Il circolo Pd di Villa San Giovanni e quell’incomprensibile volontà di restare nel pieno sottosviluppo

Questa mattina, puntuale, il Pd di Villa San Giovanni ha diffuso una nota stampa che definire da cavernicoli, come è nostra abitudine con i No Ponte, diventa davvero un eufemismo. Scrivono: “al ministro leghista non è piaciuto che il sacerdote fondatore del Gruppo Abele e di “Libera” abbia ricordato – a Bovalino – i rischi di infiltrazione mafiosa legati alla realizzazione della Grande Opera […] La questione, in sintesi, non è semplicemente “Ponte si o Ponte no”, non è solo in gioco l’ambiente, la tutela del territorio, la fattibilità e l’utilità dell’Opera (questioni di certo non minimali). Sono in gioco anche la sicurezza degli appalti, la gestione oculata delle risorse pubbliche, gli appetiti del malaffare, il rischio di scatenare – con più di 15 miliardi in ballo per un solo progetto faraonico – gli interessi economici malsani tra le due sponde“.

Dunque, fateci capire: davvero state dicendo che non volete il ponte per i presunti rischi di infiltrazioni mafiose? E allora a questo punto spopoliamoli tutti, i nostri territori, e fuggiamo altrove, perché secondo questo principio nulla è lecito, nulla si può fare per lo sviluppo e tutto diventa rischioso. Un po’ come dire: non faccio uscire mio figlio da casa perché fuori corre troppi rischi. E così il figlio cresce in un ambiente ristretto, chiuso, fermo. E pur crescendo fisicamente è sicuro che a livello cognitivo, da grande, avrà seri problemi, anche comportamentali.

Il dibattito eterno

Ma non finisce qui. Perché come se non bastasse i No Tutto hanno anche il coraggio di parlare, ancora, di dibattito pubblico. Cioè, per capirci, vogliono ancora stare a discutere se il ponte va fatto o no. E lo vogliono fare ora, dopo 50 anni di fiumi di parole, quando c’è una legge approvata anche dal Capo dello Stato.

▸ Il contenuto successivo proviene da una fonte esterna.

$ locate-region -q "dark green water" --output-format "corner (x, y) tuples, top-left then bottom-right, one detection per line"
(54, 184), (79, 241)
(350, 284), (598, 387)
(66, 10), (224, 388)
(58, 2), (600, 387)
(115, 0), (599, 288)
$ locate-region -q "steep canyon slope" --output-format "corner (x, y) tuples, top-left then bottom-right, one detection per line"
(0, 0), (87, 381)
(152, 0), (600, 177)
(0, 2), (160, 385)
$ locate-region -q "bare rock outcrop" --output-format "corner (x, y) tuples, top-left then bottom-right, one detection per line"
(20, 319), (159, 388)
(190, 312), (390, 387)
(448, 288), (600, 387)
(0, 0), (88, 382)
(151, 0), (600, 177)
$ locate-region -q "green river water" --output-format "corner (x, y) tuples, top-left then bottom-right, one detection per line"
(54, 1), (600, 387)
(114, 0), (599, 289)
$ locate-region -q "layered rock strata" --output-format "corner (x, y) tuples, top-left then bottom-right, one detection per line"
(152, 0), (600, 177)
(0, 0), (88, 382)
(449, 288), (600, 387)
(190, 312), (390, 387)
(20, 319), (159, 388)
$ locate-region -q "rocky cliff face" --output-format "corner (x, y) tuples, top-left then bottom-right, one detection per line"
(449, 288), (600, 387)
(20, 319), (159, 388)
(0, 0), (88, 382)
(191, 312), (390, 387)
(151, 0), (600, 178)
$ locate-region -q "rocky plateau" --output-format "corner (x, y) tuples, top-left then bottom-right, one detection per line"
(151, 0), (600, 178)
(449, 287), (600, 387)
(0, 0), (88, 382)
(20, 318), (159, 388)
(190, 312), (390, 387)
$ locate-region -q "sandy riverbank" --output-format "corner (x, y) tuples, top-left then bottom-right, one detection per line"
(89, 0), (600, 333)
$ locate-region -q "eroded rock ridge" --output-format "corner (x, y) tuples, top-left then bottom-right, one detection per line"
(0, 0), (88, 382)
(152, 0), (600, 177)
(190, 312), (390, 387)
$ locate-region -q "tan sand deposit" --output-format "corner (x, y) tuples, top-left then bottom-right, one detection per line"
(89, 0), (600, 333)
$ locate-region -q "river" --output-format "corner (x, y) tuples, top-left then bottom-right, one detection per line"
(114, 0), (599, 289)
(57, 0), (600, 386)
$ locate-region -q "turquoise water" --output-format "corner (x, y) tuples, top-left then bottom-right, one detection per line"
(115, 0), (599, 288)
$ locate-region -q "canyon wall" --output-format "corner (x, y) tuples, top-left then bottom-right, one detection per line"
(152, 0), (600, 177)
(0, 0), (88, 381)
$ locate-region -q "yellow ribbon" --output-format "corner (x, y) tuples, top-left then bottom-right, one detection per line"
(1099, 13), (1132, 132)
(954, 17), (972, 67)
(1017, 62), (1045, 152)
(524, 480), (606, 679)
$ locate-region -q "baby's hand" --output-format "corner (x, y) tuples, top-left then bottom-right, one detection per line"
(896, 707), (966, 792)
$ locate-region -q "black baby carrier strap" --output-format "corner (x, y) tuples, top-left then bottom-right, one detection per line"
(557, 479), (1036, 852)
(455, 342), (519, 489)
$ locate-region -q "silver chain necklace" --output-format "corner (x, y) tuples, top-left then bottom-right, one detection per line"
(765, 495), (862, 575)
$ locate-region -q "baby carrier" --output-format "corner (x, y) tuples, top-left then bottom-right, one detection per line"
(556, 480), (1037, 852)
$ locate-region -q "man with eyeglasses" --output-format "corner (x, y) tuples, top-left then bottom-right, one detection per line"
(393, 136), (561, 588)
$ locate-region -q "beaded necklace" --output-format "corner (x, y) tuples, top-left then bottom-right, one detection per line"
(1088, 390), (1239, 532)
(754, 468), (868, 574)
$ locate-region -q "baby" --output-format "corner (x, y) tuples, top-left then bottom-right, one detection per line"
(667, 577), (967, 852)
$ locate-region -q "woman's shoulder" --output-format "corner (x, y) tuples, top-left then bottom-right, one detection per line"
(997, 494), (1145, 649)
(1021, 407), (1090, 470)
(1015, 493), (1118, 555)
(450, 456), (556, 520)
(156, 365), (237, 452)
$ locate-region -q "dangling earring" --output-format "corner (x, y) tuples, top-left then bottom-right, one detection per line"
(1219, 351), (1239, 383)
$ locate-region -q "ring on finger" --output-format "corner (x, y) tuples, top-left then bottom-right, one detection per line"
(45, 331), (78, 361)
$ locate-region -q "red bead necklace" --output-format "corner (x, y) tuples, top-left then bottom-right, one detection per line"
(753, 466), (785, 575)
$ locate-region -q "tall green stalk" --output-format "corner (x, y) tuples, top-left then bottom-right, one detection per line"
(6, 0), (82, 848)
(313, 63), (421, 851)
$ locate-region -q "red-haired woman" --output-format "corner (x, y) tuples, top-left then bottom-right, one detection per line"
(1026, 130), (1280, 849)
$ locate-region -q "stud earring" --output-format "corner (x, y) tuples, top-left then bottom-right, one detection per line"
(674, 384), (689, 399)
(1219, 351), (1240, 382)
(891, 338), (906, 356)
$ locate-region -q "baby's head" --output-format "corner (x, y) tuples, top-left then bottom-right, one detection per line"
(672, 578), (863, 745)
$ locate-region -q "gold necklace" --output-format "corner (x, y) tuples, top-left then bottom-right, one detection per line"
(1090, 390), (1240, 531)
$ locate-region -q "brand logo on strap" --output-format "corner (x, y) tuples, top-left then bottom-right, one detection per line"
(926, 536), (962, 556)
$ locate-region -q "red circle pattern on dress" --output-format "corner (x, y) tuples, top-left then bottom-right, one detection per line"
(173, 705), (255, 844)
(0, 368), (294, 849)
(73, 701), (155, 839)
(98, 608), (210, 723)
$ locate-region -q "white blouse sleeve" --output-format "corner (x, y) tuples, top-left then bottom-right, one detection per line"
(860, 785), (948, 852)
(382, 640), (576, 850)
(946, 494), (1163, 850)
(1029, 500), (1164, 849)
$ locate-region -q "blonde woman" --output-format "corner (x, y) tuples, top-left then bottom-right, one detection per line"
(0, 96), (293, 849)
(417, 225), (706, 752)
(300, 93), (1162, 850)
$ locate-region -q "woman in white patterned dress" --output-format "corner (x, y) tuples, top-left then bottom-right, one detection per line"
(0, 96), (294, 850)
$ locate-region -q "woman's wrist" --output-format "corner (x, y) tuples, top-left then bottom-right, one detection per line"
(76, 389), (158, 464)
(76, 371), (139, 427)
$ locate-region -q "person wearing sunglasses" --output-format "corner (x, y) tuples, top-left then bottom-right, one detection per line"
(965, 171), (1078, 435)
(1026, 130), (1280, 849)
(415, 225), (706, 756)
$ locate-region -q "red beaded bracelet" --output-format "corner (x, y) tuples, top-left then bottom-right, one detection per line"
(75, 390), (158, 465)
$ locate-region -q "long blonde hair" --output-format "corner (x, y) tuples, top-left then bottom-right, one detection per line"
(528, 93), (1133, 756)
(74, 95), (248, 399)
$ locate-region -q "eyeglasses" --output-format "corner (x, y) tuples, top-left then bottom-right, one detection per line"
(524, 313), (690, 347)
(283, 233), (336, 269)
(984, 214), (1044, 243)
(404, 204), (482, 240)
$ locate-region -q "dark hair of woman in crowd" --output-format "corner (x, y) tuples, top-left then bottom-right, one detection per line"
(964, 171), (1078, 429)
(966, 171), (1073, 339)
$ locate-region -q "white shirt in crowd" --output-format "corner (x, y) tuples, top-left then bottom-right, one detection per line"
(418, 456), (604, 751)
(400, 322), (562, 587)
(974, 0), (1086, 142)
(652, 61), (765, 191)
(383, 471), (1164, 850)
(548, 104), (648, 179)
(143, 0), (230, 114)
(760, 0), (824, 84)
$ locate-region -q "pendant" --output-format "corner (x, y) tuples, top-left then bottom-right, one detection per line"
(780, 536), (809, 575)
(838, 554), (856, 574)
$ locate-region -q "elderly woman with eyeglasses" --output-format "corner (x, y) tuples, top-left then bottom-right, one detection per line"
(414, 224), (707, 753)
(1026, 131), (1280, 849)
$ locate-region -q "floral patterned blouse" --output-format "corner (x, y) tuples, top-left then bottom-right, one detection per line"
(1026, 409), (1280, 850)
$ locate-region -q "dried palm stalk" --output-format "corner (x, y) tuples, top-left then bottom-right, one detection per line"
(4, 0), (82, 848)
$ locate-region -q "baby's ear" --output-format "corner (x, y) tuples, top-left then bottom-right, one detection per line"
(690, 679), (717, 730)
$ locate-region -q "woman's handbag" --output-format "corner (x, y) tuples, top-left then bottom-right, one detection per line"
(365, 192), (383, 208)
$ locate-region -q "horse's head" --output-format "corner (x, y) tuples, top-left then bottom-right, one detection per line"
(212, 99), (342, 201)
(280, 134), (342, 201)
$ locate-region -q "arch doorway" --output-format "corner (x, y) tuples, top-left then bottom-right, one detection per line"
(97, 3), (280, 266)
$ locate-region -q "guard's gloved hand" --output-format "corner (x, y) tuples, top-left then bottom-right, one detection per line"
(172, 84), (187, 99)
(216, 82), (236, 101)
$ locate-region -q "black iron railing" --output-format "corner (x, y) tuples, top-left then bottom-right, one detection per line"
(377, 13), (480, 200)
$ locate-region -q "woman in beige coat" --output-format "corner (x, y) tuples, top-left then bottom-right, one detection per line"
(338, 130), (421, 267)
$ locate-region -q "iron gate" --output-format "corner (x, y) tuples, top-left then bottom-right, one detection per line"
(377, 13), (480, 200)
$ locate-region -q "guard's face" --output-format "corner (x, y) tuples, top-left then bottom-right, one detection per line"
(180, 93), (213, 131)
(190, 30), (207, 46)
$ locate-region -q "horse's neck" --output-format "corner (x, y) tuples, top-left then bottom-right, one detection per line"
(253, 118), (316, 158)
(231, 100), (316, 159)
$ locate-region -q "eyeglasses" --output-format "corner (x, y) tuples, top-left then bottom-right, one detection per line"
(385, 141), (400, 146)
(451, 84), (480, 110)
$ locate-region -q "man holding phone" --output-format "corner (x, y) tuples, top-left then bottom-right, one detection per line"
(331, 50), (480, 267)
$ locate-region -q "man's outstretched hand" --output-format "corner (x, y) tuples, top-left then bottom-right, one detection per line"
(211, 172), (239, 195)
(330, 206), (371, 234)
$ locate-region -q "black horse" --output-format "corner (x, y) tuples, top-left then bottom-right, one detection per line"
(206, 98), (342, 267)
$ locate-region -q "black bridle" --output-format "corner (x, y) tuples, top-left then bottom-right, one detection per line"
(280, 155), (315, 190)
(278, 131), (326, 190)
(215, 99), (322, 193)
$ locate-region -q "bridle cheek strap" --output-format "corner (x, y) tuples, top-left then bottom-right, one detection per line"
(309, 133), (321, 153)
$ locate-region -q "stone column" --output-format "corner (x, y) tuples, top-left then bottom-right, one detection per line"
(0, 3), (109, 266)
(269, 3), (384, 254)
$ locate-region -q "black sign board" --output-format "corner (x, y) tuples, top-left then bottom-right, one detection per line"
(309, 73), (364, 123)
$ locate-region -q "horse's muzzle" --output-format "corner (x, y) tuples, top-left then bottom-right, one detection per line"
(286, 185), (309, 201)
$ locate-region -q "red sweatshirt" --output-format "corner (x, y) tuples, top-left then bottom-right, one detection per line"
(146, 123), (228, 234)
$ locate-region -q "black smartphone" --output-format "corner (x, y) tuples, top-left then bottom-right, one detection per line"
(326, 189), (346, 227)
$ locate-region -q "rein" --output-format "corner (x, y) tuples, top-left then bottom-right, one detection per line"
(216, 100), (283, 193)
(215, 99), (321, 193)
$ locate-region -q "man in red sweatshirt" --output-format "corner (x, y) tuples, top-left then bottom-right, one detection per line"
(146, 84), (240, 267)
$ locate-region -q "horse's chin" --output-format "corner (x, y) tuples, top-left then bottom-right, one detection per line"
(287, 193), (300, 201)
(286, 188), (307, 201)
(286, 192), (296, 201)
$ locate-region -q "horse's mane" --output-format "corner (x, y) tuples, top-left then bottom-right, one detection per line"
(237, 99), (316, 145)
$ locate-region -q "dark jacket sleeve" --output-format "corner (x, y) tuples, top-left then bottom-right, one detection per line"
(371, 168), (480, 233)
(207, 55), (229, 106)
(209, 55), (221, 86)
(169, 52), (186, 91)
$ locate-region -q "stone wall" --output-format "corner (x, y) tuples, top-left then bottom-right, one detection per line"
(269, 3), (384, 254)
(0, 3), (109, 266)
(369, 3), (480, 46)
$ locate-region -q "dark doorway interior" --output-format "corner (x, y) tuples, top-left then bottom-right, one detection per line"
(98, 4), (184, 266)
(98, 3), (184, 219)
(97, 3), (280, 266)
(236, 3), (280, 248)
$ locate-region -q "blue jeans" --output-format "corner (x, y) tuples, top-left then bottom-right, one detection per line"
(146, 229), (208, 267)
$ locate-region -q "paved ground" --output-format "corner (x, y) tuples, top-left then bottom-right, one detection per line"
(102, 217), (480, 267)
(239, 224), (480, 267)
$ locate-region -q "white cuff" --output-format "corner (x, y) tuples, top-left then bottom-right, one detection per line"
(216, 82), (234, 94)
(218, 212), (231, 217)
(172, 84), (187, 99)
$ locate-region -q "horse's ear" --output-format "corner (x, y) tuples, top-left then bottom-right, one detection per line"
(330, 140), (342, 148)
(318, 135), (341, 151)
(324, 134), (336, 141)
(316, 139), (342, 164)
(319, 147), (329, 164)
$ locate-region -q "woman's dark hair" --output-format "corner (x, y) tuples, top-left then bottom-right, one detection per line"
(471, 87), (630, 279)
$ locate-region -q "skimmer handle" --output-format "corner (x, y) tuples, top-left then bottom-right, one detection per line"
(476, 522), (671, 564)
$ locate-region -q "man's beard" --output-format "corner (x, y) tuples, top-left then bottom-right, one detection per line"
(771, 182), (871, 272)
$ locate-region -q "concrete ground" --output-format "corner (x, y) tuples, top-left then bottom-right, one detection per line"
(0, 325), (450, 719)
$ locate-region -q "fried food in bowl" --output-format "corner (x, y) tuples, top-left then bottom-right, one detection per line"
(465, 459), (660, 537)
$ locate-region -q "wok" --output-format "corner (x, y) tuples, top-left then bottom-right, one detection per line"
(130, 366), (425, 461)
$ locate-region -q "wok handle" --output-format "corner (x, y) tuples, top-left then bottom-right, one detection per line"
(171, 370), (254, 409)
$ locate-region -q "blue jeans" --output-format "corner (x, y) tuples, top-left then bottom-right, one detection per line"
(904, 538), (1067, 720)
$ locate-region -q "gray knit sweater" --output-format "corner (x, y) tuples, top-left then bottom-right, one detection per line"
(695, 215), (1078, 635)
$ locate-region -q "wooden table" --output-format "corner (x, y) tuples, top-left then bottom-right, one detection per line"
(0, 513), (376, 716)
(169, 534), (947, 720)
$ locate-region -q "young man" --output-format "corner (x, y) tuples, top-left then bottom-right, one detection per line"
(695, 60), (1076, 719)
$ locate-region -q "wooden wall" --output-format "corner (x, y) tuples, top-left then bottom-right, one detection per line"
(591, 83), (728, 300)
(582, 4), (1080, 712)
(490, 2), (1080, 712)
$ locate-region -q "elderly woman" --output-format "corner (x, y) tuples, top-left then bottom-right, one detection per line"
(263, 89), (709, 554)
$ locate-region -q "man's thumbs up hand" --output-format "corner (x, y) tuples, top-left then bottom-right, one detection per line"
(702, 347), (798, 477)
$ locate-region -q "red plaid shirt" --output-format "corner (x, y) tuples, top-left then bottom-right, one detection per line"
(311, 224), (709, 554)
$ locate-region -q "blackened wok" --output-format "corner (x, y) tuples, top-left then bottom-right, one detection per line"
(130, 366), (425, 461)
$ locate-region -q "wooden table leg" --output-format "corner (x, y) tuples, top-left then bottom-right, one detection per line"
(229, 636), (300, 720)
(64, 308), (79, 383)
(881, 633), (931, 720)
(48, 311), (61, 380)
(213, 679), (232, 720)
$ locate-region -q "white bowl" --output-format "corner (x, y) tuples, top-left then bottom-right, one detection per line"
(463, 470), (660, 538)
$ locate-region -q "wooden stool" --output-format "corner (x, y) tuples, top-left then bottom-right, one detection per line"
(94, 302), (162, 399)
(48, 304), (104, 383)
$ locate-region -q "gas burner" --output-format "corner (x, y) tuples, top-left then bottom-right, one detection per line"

La Città deve essere informata su tutto – scrivono -, anche sui rischi che incombono sui prossimi espropri, sulle demolizioni, sulla movimentazione terra, sulla realizzazione delle strade di cantiere, sull’utilizzo delle aree per i mezzi e i materiali. E’ il tempo, quindi, di mettere tutto in fila, con ordine, di enumerare pro e contro, di ampliare il più possibile il dibattito per informare compiutamente la Cittadinanza, anche attraverso il metodo di più incontri tematici sui singoli temi“. Si resta senza parole a leggere queste considerazioni, dalle quali emerge l’ultimo dei tre punti di cui abbiamo parlato all’inizio: l’incapacità. L’incapacità di comprendere cosa va fatto e come va fatto. E gli incapaci, beninteso, sono i No Tutto. Molti dei quali, ahinoi, ci amministrano pure.